Background
Pancreatic ductal adenocarcinoma (PDAC) is a leading cause of cancer related death. Often diagnosed at an advanced stage, the average 5-year survival rate is 6% or less [
1]. Pancreatic cancer currently ranks as the seventh leading cause of cancer deaths globally and the third in the United States; it is projected to become the number two leading cause of cancer deaths by the year 2020, as reported by the American Cancer Society (
Cancer Facts and Figures 2017). Unfortunately, although surgical resection is the only curative option, more than 80% of PDAC patients are diagnosed with unresectable disease with an average survival of 12–18 months [
2,
3]. Historically, standard chemotherapy has consisted of gemcitabine or 5-fluorouracil, although more recent combinations including FOLFIRINOX and nab-paclitaxel with gemcitabine have been associated with incremental improvements in survival [
4‐
6]. The lack of more successful treatments makes novel therapeutic options desirable. As one example, combining chemotherapeutics and drugs targeting endoplasmic reticulum (ER) stress and the autophagy may be a potential avenue to explore novel therapeutic combinations.

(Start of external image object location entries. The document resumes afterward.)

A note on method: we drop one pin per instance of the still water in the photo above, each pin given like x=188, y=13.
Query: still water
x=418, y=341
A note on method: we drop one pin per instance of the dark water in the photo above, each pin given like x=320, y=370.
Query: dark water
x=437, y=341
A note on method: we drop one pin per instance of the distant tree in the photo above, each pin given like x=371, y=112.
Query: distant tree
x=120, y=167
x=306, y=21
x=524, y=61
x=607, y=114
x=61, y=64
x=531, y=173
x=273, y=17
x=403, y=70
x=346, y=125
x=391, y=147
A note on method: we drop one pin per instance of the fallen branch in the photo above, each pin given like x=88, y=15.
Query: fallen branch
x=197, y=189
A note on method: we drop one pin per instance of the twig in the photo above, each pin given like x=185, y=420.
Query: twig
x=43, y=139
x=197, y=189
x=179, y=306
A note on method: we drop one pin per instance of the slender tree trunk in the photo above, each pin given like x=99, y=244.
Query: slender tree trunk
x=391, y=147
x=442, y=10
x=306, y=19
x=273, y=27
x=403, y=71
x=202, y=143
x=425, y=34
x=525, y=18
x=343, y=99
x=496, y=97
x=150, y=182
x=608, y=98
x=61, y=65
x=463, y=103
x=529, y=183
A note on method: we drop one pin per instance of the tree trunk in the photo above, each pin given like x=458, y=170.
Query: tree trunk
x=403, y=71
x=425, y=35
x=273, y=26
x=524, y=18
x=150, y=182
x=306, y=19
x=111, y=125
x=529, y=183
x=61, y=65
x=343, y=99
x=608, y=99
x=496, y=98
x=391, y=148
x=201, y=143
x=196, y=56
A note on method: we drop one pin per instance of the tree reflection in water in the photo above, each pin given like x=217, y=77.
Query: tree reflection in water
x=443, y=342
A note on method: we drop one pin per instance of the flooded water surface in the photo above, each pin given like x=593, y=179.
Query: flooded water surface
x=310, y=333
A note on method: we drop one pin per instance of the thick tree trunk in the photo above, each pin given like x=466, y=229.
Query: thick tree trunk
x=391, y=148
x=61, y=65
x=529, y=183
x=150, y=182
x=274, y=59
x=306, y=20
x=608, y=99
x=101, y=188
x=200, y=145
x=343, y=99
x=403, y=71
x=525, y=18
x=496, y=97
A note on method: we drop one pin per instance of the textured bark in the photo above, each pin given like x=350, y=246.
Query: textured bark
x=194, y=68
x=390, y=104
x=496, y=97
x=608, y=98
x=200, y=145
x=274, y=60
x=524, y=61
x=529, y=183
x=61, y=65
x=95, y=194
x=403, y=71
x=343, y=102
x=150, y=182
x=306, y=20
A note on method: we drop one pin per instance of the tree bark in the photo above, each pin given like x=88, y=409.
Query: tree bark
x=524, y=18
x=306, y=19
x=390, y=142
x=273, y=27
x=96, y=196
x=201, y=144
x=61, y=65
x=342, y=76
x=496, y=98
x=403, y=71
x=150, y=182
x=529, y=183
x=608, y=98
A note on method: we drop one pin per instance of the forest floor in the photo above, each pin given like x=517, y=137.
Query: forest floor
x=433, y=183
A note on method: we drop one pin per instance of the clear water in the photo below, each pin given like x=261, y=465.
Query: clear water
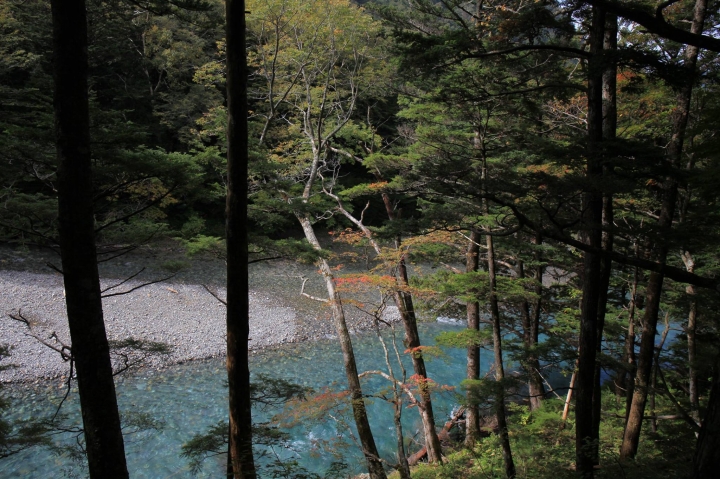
x=188, y=398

The ER performs crucial biosynthetic and signaling functions in eukaryotic cells, including vesicular trafficking, intracellular calcium homeostasis, synthesis, folding and modifications of secretory and membrane proteins [
7,
8]. These processes are assisted and monitored by ER resident chaperones and calcium-binding proteins, such as GRP78 (also knowns as HSPA5 or BIP). Various pathophysiological conditions, including hypoxia, oxidative stress, and glucose deprivation can perturb ER homeostasis and cause an imbalance between ER protein-folding load and capacity, leading to accumulation of unfolded proteins in the ER, a condition known as “ER stress” (Additional file
1: Figure S1). This in turn activates an evolutionarily conserved, integrated signal transduction pathway, termed the unfolded protein response (UPR) [
9]. The UPR pathway essentially re-establishes ER homeostasis, primarily by ameliorating the protein load in the ER and reducing protein translation. This occurs through a complex transcriptional program mediated by the three distinct arms of ER stress mediators: IRE1α/XBP1, PERK/EIF2α and ATF6 to increase ER folding capacity and ER-associated degradation (ERAD), as well as via adaptive mechanisms involving the stimulation of pro-survival autophagy and auto-lysosomal degradation [
7,
10,
11]. GRP78 is a crucial regulator of UPR and normally binds to IRE1α under normal physiological state (Additional file
1: Figure S1). Under ER stress, it releases IRE1α, which leads to oligomerization and trans-autophosphorylation of IRE1α. The activated IRE1α cleaves the
XBP1 mRNA into its active spliced form (
XBP1s), which becomes a transcription factor for various UPR genes that helps in autophagy or apoptosis (Additional file
1: Figure S1) [
7].
The UPR is classically linked to the maintenance of cellular homeostasis in specialized secretory cells, such as pancreatic and immune cells, in which the high demand for protein synthesis and secretion constitutes a constant source of proteostasis and cellular stress. Pancreatic cells have high hormone and enzyme secretory functions and have highly developed ER. Pancreatic cancer is also extremely rich in stroma, is hypoxic and deficient in metabolites [
12]. Tumor cells are confronted with chronic metabolic stress conditions that favor the activation of adaptive mechanisms, such as the UPR and autophagy [
13,
14]. The role of ER stress in pancreatic cancer pathobiology and inflammation has been increasingly recognized as an important factor in tumorigenesis and chemoresistance [
15]. Moreover, certain anti-cancer therapeutics may chronically activate ER stress and autophagy, and such a drug-induced ER stress leads to the pro-survival response of the cancer cells, which consequently allows tumors to develop non-responsiveness to a particular chemotherapeutic [
16,
17]. Hence, the dynamics of UPR and autophagy/lysosomal pathways present potential therapeutic targets. The molecular link between the UPR and the autophagic response to ER stress, and how these stress pathways influence therapeutic outcome and chemoresistance, remain largely undefined, making this topic highly imperative for preclinical and clinical cancer research.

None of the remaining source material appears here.